While many of the first programs Ritz-Carlton launched were on the West Coast, some notable programs that have been added since then include work at an organic farm near Arizona’s Ritz-Carlton Dove Mountain; restoration of rainforest and trails near Maui’s Ritz-Carlton Kapalua; and building nests for rare bird species in the Futian Mangrove Natural Reserve Area near the Ritz-Carlton in Shenzhen, China.

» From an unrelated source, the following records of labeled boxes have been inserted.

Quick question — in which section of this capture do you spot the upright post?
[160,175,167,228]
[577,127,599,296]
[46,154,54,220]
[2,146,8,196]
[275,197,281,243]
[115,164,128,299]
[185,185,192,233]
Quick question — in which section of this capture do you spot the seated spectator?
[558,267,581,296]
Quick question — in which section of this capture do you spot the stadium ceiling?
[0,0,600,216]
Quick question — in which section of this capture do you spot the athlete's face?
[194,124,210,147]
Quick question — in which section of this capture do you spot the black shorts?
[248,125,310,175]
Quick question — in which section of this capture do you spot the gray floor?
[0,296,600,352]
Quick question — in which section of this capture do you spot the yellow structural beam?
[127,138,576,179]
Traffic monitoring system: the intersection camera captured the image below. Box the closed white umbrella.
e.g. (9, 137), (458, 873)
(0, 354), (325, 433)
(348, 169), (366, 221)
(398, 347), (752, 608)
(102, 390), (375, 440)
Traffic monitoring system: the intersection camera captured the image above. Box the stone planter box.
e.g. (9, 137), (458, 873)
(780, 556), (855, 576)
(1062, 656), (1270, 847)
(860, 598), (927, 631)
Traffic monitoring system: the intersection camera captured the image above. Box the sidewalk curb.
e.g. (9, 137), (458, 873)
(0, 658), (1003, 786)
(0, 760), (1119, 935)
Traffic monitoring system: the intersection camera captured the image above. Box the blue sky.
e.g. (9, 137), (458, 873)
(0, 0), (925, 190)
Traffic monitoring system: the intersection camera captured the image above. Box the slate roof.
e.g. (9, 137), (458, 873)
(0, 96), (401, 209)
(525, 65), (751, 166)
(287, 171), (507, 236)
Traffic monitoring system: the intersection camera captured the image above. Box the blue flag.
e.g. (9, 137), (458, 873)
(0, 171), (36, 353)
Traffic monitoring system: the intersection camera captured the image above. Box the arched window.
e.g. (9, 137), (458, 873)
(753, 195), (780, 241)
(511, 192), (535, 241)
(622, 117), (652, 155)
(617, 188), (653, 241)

As is the case with eco-travel and voluntourism in general, tracking the impact of such programs is difficult. While Marriott each year releases a sustainability report tracking items such as property-level energy and water savings or employee volunteer hours, it does not break out figures on volunteer hours or environmental impact tied to the Ritz-Carlton programs.

Guests from the Ritz-Carlton Club Aspen Highlands do highway work near the resort.
Guests from the Ritz-Carlton Club Aspen Highlands do highway work near the resort.

Irene Lane, owner of Virginia-based Greenloons, which specializes in setting up eco-tourism excursions, said that while the efforts are admirable, the lack of data is a potential shortcoming of such programs.

“It’s important to always release the results,” Lane said. “How do you measure the impact you purport to make? That seems to be lacking.”

Still, Lane noted that Ritz-Carlton’s expansion of its program dovetails with two travel trends: a larger number of either higher-end individual or corporate travelers looking to make a difference on an environmental or social front and the propensity of such tourists to seek relatively safe environments in which to do the work.

For example, Lane said threats such as the Ebola virus in Africa and, more recently, the Zika virus in South and Central America and Mexico, have pushed more of her clients toward destinations such as Australia or U.S. national parks.

Or, for example, if a client insists on going to Africa, the destination is more likely to be South Africa than Kenya.

Location notwithstanding, Sitch said the guests fully expect an immersive experience.

“All of the setup is done for them, but this is not a smoke-and-mirrors plan,” she said. “People have to roll up their sleeves and make a difference.”